Le fait d'avoir entamé une partie de Final Fantasy VI alors qu'une invasion se déclenchait à nos portes m'a sans doute permis de prendre conscience à quel point la narration du titre était juste, et profonde. Je connais bien Final Fantasy VI, c'est un jeu qui m'accompagne depuis des années, pourtant je n'avais jamais fait un parallèle aussi glaçant entre ce jeu et l'horreur de l'actualité. La puissance évocatrice du titre est tout simplement hors du commun. Des thèmes comme la destruction de la terre par la folie d'un homme, les forces de la nature ou la conjonction des deux, pourtant très marqués dans l'imaginaire japonais des années 90 - dans lequel je baigne depuis maintenant un certain temps - prennent une tout autre dimension quand les récits menacent de devenir des faits.

La première partie de Final Fantasy VI nous raconte véritablement une guerre. Tout commence par une invasion, puis des conquêtes territoriales, des résistances, des actes de barbarie, des mises à mort... j'en passe et des pires. Le joueur est mis face aux ambitions impérialistes de l'empereur Ghestal ainsi qu'aux méthodes déloyales de Kefka son homme de main sociopathe au gloussement de rire glaçant. Bien sûr, Final Fantasy VI est et reste avant tout un divertissement. Les péripéties comme la bonne humeur de nos héros au milieu de ce monde en proie au chaos apportent avec humour la touche de légèreté nécessaire pour dépeindre avec la simplicité des moyens de l'époque - c'est-à-dire peu de mots et beaucoup d'émotions - certains drames très poignants. La seconde partie du jeu nous met quant à elle face aux conséquences de la folie d'un homme pourvu d'un pouvoir sans comparaison et on souhaite tous que l'œuvre d'art reste ce qu'elle devrait être : un avertissement.

Le génie de ce scénario, c'est ce dosage qui permet aux publics de tous âges de retirer quelque chose de l'histoire. On a vraiment plusieurs niveaux de lecture. Il y a un monde entre moi et mon frangin qui, enfants, partions à l'aventure dans un univers sauvage, affrontant des monstres mythiques, vivant des péripéties aussi originales que bien rythmées, et mon regard d'adulte qui mesure la profondeur de certains thèmes ainsi que la justesse avec lesquels ils sont brossés, que ce soit en quelques lignes ou par une narration environnementale aussi efficace qu'innovante pour l'époque.
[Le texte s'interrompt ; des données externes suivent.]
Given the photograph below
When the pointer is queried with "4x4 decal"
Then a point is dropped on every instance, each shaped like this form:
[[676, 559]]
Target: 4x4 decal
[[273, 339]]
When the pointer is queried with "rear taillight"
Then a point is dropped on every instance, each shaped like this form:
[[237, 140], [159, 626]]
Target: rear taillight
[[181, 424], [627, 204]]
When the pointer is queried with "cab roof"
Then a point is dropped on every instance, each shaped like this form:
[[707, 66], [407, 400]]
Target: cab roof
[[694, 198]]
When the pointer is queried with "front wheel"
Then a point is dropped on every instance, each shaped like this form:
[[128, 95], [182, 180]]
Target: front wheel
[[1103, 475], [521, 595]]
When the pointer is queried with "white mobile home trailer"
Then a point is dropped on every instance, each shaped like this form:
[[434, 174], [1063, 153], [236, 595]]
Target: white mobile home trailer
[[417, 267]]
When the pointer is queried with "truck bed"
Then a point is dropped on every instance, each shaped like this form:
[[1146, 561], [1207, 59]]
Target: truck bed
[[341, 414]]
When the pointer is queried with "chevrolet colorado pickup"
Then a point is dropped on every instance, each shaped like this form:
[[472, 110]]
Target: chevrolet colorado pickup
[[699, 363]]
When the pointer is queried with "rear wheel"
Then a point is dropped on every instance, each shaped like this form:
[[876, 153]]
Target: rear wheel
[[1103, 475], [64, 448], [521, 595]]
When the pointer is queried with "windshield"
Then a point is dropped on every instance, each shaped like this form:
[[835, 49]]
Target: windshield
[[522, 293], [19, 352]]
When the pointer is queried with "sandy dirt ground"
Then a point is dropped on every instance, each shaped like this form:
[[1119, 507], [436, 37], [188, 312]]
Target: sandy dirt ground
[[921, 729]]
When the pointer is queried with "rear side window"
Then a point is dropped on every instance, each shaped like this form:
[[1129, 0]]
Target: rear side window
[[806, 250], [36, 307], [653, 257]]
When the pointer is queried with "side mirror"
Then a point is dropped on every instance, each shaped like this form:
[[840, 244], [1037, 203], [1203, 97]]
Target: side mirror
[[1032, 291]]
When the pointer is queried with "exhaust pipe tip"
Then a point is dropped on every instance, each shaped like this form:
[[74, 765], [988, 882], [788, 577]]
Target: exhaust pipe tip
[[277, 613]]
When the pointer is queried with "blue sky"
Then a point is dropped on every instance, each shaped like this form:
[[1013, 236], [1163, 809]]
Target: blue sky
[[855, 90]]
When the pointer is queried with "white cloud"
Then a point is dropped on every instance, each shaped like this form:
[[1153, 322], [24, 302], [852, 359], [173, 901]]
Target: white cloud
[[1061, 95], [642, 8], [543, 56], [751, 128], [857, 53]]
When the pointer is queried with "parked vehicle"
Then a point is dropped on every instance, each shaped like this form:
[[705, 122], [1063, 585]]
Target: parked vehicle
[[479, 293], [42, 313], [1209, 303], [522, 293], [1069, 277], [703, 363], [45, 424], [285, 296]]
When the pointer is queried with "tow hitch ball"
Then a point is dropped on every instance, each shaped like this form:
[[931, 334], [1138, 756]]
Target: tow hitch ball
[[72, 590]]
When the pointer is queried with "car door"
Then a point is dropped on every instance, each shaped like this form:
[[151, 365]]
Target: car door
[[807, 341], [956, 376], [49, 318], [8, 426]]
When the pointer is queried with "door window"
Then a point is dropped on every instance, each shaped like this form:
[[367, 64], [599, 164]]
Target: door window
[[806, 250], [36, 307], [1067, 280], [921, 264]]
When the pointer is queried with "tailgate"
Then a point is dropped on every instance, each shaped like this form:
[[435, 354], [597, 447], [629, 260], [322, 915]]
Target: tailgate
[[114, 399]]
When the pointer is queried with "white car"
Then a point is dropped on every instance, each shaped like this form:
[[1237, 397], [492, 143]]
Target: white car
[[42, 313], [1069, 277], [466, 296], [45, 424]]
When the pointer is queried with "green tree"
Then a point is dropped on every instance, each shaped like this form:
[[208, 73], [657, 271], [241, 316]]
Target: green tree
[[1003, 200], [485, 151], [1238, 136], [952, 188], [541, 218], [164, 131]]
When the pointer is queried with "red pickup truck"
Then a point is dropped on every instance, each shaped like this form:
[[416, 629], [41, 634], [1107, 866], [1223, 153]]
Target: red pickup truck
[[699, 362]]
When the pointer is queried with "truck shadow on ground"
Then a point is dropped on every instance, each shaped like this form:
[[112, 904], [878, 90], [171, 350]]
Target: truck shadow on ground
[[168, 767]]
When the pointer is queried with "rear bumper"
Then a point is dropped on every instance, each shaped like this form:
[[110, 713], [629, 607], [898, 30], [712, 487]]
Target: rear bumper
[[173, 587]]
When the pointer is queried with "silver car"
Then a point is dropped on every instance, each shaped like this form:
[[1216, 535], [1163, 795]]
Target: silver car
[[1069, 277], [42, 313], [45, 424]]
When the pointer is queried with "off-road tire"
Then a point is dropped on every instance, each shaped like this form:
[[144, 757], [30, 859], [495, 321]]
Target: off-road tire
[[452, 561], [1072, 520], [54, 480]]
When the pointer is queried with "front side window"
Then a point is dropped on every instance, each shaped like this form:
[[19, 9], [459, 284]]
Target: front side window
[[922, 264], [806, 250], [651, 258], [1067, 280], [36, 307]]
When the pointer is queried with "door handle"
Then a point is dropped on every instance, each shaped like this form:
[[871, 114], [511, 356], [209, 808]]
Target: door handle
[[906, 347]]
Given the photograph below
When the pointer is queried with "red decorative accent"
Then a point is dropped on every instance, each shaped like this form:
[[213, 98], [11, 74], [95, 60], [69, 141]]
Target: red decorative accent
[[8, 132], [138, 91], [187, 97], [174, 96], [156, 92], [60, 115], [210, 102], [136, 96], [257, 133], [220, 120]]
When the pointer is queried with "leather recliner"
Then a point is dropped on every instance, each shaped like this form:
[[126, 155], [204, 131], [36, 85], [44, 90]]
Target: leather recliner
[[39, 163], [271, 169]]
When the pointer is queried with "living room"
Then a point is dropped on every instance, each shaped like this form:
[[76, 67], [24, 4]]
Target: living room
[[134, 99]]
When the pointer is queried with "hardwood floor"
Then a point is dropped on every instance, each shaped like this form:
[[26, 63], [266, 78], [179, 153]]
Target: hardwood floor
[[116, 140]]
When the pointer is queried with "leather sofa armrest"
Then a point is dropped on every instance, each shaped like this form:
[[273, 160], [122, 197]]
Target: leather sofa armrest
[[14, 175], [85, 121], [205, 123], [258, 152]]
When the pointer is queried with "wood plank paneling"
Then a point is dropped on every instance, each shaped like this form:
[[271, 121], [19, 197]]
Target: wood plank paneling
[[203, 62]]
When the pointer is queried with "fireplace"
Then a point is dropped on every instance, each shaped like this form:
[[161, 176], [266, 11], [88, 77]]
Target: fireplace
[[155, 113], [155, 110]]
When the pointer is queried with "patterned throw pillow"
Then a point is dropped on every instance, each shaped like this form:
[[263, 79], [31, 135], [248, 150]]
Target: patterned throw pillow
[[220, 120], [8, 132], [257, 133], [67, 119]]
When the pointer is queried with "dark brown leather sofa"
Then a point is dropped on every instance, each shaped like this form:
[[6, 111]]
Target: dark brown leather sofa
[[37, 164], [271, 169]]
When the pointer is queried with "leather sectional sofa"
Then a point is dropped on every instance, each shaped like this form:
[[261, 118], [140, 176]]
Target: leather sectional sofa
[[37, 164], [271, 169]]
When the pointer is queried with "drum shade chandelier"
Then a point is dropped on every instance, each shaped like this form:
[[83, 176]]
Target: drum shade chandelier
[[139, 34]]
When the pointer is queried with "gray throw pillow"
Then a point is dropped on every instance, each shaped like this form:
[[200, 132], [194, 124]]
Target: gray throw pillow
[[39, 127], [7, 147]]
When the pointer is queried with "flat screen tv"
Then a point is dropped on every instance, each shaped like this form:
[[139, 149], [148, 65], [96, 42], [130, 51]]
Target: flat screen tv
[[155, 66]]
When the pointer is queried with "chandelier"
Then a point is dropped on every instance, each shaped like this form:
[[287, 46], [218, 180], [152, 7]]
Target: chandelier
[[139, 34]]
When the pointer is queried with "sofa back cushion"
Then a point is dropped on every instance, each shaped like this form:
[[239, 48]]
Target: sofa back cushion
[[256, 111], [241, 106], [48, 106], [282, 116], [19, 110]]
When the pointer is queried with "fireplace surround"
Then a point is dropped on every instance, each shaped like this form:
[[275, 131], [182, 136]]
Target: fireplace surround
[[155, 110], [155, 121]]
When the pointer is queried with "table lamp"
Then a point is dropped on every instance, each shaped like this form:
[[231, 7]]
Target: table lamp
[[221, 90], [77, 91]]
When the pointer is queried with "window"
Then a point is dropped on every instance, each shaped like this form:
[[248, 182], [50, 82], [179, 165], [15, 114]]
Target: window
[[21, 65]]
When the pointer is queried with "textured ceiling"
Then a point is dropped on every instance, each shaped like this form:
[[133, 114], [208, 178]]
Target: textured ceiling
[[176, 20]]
C'est dans les petits détails que se trouve la richesse de Final Fantasy VI, une maison en ruines, un village abandonné par les jeunes partis à la guerre, des soldats qui organisent des combats de chiens dans les rues pour tuer le temps ou des messages entre amoureux séparés envoyés par pigeon voyageur… les situations ne manquent pas et les villes sont suffisamment compactes pour permettre de parler à tous les PNJs afin de prendre la mesure de la richesse de l'univers. D'autant que le joueur n'est pas que passif, il peut s'impliquer dans certains évènements.

L'autre richesse de narration de Final Fantasy VI, ce sont ses héros et la façon dont ces individualités se dépatouillent avec leurs propres épreuves dans un contexte qui les submerge. Paradoxalement, malgré nos victoires sur le scénario, malgré nos succès en combats, malgré nos avatars qui deviennent de plus en plus puissants comme dans tous les RPGs, Final Fantasy VI parle surtout des défaites de nos personnages. L'anecdote veut que chaque membre de l'équipe de développement ait créé son propre avatar - ce qui a conduit à proposer une riche galerie de personnalités crédibles - afin de les mettre chacun face à la grande Histoire du monde. On se retrouve donc à la tête de héros aux parcours aussi divers que brisés : esclaves, enfants abandonnés, fraternités séparées, personnes trompées, enthousiastes en grande souffrance et frimeurs cachant un profond désespoir sont votre quotidien. Si la plupart du temps le jeu manie admirablement bien l'humour pour rester léger, certains passages sont émotionnellement très intenses et savent en outre imbriquer les actions du joueur et la narration pour renforcer notre implication.

Chaque personnage a son arc scénaristique plus ou moins étoffé, mais aussi partiellement optionnel. En visitant une zone avec les bons équipiers, vous pouvez déclencher des cinématiques supplémentaires qui permettent d'en apprendre plus sur les membres de votre groupe. Si certaines sont assez évidentes, d'autres demandent plus de subtilité et d'esprit de déduction. Il est possible de totalement passer à côté de pans entiers des histoires de chacun. C'est donc à vous de chercher à remonter le fil des indices, parfois évidents, parfois cachés jusque dans les pièces d'équipement, si bien sûr les récits vous intéressent. Rassurez-vous quand même, à quelques exceptions près vous pouvez déclencher toutes les cinématiques majeures à n'importe quel moment du jeu.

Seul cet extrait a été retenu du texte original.